Jose Neves, the founder of Farfetch, was a crucial factor in the company's development. At a time when the company was beginning to expand globally, Neves embarked on a process to clearly articulate the company's essential principles. As a result, they were able to hire the proper people from all around the world who knew what Farfetch represented and could translate it into diverse cultures. Neves' capacity to establish bonds with employees and investors was another quality that distinguished him as a brilliant leader. Early investors had built a relationship with Neves and were really investing in him to take this to the top, which is why we now see him as the chair and CEO of Farfetch.

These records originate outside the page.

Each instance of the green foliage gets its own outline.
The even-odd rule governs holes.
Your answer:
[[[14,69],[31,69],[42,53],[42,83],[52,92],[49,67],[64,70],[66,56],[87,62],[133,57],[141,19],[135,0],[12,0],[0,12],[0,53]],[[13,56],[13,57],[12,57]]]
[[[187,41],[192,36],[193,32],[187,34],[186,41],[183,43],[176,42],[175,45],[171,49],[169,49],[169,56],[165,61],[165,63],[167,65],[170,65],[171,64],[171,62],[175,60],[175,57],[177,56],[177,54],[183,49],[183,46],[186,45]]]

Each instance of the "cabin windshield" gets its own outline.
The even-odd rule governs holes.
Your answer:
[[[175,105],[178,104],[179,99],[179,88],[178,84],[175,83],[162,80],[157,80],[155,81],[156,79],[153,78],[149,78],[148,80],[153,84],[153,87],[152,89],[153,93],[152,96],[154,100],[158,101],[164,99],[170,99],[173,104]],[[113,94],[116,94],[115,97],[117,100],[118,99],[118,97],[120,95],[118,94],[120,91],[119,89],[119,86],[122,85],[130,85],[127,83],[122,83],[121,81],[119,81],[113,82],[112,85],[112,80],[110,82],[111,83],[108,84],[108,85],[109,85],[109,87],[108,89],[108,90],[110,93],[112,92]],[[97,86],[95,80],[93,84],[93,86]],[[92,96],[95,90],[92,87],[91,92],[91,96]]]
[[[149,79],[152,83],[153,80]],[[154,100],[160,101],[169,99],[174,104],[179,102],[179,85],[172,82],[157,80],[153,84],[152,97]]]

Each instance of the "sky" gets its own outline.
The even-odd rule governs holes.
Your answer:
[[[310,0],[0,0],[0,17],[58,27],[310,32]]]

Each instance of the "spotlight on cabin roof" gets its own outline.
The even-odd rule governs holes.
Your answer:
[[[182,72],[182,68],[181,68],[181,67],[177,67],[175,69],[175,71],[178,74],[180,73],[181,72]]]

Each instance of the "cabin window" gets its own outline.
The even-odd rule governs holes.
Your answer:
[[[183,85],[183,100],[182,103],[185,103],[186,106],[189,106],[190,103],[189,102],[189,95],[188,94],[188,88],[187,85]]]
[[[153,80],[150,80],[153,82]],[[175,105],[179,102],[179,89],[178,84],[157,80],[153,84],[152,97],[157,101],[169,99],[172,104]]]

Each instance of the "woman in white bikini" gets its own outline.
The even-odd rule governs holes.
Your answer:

Brewdog advertising from PRWeek

Brewdog is a startup that has defied the odds. Two lads from a small Scottish village started making their own craft beer, which is now rapidly expanding in the US and establishing itself as an industry powerhouse. Rather than relying on a small group of major investors to help them grow their business, Brewdog put their faith in their product and ideology and opened up their company to fans to invest in, dubbed "equity for punks." Around 22% of Brewdog's $2 billion firm is made up of shareholders who put their money into the company because they love it.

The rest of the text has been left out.